Photo of Margaret Eaton

Peggy Eaton unintentionally created a serious scandal with her beauty, wit, and loquaciousness, all of which combined with the questionable circumstances of her marriage caused Washington’s elite ladies (and thus their husbands) to spurn her. Jackson, in his obsessive adherence to a southern “code of honor”, did what no president ever did before or after: fired his entire cabinet over gossip and scandal. The photograph of Eaton shows her at a much older ager, but her gumption still shines through. “Eaton, Mrs. Margaret (Peggy O’Neill), old lady,” c. 1870-1880. Library of Congress.

John Eaton was now secretary of war, but other cabinet members’ wives refused have anything to do with his wife. No respectable lady who wanted to protect her own reputation could exchange visits with her, invite her to social events, or be seen chatting with her. Most importantly, the vice president’s wife, Floride Calhoun, shunned Margaret Eaton, spending most of her time in South Carolina to avoid her, and Jackson’s own niece, Emily Donelson, visited Eaton once and then refused to have anything more to do with her.

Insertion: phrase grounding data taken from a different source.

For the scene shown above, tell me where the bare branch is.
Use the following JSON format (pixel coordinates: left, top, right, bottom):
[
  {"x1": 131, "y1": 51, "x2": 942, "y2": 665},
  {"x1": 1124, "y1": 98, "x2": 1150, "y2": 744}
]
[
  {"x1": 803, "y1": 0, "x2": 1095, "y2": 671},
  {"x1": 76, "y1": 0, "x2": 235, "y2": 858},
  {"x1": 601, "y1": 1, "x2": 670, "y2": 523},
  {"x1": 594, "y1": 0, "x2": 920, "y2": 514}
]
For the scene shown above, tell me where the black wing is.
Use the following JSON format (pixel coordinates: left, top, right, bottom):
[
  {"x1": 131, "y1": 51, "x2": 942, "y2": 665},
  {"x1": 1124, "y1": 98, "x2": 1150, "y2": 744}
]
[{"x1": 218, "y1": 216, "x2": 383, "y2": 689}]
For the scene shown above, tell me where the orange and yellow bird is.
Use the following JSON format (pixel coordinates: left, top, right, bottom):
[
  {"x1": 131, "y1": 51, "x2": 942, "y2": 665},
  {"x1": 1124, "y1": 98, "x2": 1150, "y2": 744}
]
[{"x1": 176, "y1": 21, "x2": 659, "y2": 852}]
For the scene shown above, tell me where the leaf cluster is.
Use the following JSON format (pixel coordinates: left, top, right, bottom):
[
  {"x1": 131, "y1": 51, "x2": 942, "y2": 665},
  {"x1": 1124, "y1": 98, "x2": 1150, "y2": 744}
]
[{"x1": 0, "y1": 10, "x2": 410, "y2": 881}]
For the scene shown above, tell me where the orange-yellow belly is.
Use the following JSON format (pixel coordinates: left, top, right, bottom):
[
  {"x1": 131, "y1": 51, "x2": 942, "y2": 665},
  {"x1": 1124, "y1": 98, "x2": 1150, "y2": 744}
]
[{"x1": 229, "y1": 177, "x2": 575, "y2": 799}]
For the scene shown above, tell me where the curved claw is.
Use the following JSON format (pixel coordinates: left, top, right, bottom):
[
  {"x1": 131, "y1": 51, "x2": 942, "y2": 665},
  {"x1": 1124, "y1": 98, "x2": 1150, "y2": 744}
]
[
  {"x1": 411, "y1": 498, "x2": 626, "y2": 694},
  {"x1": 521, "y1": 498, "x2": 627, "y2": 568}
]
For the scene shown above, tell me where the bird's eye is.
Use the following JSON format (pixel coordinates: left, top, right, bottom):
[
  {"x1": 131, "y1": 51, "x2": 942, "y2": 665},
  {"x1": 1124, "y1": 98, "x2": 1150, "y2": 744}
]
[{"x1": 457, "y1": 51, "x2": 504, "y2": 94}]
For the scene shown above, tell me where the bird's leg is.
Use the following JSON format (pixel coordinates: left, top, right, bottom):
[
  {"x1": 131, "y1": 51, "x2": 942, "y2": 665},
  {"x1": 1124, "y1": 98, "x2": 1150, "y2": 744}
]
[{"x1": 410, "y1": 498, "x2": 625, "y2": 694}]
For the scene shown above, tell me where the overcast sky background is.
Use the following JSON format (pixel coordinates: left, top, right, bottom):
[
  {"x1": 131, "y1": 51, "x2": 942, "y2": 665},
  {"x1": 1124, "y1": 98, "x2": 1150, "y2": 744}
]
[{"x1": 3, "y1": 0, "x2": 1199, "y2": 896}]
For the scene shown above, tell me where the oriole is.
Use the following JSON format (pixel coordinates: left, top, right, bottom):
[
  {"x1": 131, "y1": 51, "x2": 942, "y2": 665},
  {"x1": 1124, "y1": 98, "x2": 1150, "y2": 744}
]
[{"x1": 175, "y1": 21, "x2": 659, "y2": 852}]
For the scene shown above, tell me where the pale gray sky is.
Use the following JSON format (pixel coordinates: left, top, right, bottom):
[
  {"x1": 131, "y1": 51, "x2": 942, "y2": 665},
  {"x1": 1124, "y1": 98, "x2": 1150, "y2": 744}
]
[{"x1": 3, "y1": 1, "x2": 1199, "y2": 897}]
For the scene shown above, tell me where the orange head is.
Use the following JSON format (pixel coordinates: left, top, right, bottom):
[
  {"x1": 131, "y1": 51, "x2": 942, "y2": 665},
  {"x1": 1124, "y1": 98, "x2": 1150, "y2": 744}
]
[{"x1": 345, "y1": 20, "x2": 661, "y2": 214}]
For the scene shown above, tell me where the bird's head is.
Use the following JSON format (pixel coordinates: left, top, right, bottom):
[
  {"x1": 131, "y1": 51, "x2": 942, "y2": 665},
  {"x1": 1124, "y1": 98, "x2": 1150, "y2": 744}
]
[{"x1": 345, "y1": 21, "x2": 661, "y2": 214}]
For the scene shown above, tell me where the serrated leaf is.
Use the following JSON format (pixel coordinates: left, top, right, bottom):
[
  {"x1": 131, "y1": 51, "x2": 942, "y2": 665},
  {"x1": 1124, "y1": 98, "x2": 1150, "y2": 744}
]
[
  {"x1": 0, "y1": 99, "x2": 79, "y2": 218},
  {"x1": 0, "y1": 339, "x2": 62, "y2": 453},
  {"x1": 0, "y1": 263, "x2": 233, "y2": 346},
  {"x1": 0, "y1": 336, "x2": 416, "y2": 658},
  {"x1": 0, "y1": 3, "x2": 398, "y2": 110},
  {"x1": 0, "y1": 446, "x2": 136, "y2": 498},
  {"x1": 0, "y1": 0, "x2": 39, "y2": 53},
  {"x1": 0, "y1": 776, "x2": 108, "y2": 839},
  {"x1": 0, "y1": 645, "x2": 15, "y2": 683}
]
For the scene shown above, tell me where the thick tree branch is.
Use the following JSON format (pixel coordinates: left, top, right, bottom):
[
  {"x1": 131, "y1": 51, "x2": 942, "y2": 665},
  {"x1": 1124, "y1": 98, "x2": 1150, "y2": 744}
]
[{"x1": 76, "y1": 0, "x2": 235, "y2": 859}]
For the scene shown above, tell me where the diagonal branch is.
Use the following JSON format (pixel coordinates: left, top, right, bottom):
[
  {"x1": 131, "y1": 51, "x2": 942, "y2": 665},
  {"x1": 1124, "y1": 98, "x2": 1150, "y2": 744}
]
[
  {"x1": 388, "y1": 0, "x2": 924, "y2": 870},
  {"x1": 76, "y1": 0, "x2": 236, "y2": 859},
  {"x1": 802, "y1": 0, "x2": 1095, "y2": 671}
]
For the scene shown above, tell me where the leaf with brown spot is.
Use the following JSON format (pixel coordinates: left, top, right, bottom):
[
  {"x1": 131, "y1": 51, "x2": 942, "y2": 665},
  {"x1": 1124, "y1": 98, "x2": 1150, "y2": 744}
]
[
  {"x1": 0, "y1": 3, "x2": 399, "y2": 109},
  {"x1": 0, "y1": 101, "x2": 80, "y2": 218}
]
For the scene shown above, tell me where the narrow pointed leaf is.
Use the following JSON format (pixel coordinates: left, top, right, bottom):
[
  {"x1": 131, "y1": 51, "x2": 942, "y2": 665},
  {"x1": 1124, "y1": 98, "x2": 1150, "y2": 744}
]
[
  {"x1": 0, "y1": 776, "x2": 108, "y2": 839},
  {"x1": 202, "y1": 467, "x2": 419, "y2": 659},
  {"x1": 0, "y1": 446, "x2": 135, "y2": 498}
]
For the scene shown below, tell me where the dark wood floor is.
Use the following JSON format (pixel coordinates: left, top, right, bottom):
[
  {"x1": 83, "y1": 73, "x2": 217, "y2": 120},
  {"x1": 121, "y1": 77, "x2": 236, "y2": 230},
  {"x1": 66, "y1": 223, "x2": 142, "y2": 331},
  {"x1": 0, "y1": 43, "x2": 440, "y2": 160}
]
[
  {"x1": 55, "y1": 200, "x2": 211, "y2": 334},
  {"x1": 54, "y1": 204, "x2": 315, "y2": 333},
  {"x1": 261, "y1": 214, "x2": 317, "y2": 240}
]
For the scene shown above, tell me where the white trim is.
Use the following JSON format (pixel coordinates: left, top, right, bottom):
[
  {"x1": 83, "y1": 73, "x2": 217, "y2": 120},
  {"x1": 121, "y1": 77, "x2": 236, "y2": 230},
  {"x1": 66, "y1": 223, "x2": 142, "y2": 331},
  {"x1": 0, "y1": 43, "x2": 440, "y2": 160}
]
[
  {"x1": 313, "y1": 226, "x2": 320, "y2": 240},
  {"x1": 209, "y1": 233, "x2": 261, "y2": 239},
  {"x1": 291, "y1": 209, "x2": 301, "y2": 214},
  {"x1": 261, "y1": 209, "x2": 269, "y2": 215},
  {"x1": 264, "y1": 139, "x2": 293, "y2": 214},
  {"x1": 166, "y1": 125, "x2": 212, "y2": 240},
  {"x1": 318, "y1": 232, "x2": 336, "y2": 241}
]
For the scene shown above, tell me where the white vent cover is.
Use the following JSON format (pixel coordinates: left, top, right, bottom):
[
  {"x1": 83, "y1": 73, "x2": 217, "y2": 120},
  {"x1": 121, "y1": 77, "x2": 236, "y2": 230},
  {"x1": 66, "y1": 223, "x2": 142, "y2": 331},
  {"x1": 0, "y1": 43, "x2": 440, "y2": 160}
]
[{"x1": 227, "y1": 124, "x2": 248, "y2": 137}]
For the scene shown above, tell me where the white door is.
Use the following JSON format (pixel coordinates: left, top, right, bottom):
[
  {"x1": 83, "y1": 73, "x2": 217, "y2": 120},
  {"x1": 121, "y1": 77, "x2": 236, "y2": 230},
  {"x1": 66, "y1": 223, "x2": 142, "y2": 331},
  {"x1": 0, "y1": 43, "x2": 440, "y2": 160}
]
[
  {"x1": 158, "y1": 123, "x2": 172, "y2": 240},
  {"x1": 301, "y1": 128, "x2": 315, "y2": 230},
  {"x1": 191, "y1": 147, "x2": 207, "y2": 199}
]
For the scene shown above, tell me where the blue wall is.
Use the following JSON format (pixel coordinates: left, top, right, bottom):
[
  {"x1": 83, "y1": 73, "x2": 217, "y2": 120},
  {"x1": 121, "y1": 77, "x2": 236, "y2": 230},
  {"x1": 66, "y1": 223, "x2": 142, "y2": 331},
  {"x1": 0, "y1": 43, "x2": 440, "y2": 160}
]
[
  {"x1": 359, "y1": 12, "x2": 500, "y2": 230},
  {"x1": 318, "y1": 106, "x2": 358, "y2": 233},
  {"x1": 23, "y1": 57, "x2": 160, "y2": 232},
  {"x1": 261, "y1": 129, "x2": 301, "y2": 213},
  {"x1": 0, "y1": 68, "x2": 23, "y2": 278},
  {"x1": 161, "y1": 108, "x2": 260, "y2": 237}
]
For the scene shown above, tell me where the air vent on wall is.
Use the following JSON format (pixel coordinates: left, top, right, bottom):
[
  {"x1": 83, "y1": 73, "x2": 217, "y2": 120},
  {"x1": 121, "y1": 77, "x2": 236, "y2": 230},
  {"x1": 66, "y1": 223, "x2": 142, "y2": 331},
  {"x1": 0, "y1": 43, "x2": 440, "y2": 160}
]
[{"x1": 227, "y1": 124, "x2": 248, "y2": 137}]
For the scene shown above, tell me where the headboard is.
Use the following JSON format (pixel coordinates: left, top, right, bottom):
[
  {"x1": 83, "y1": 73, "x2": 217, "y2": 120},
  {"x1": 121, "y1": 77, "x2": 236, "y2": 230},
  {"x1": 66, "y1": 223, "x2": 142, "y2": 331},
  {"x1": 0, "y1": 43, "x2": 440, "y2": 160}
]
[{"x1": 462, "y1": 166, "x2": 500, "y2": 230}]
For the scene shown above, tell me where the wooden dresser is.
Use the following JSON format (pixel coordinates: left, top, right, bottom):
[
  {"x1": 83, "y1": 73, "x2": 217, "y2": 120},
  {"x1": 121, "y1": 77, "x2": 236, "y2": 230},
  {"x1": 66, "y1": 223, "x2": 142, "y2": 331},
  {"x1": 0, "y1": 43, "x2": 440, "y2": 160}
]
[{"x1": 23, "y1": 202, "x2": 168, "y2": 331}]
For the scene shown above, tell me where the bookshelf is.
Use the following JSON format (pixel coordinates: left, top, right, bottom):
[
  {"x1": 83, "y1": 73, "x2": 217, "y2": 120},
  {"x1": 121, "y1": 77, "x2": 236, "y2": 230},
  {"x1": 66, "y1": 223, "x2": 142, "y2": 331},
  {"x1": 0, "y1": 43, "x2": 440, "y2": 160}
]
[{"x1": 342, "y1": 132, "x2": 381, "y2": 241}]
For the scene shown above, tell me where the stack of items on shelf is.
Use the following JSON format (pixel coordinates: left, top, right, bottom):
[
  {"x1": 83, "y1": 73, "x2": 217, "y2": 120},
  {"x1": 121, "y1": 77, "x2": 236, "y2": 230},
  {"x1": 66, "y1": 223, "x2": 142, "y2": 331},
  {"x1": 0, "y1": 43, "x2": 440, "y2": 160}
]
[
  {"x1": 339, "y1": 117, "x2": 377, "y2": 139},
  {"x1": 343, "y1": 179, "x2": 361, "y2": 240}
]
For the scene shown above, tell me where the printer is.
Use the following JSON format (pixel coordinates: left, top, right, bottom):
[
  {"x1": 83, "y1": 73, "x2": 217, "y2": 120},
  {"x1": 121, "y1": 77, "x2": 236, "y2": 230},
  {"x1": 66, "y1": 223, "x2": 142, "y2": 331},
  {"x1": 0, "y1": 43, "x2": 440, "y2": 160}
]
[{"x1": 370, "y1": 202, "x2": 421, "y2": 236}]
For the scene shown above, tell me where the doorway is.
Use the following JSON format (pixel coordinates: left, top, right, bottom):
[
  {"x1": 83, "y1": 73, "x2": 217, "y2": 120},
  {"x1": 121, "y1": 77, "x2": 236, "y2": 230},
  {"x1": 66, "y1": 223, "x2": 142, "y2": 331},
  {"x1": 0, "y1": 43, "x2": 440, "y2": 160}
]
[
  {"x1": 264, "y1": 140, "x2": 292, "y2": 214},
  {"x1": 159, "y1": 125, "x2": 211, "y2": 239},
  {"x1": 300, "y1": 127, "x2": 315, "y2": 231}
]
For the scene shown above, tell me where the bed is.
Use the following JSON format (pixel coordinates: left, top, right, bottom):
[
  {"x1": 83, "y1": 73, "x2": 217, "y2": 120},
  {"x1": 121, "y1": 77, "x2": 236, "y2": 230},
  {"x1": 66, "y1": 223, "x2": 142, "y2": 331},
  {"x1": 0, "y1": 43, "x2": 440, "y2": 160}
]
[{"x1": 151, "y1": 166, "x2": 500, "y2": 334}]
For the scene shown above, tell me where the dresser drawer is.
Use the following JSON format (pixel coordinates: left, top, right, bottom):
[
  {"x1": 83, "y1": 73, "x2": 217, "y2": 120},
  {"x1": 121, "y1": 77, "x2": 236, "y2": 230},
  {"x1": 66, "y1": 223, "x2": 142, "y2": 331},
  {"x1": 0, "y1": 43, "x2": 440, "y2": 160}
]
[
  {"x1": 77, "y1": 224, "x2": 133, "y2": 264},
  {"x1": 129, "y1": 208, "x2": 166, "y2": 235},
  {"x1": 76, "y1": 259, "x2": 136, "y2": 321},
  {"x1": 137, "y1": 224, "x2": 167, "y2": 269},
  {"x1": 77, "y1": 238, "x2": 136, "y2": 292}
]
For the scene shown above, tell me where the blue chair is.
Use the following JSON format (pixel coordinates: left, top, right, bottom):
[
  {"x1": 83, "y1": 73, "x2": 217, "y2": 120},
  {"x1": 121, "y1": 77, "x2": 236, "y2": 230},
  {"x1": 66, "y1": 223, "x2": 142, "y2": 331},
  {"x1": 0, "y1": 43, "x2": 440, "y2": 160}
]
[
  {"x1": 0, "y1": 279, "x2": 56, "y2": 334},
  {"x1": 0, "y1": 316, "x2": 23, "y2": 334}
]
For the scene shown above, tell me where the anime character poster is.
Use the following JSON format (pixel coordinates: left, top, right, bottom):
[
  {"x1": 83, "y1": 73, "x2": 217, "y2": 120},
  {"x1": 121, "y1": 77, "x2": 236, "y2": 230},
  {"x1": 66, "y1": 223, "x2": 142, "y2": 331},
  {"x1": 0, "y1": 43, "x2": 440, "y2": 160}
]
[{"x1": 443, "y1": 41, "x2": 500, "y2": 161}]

Although women could not vote or hold office, they played an important role in politics as people who controlled influence. They helped hold official Washington together. And according to one local society woman, “the ladies” had “as much rivalship and party spirit, desire of precedence and authority” as male politicians had. These women upheld a strict code of femininity and sexual morality. They paid careful attention to the rules that governed personal interactions and official relationships.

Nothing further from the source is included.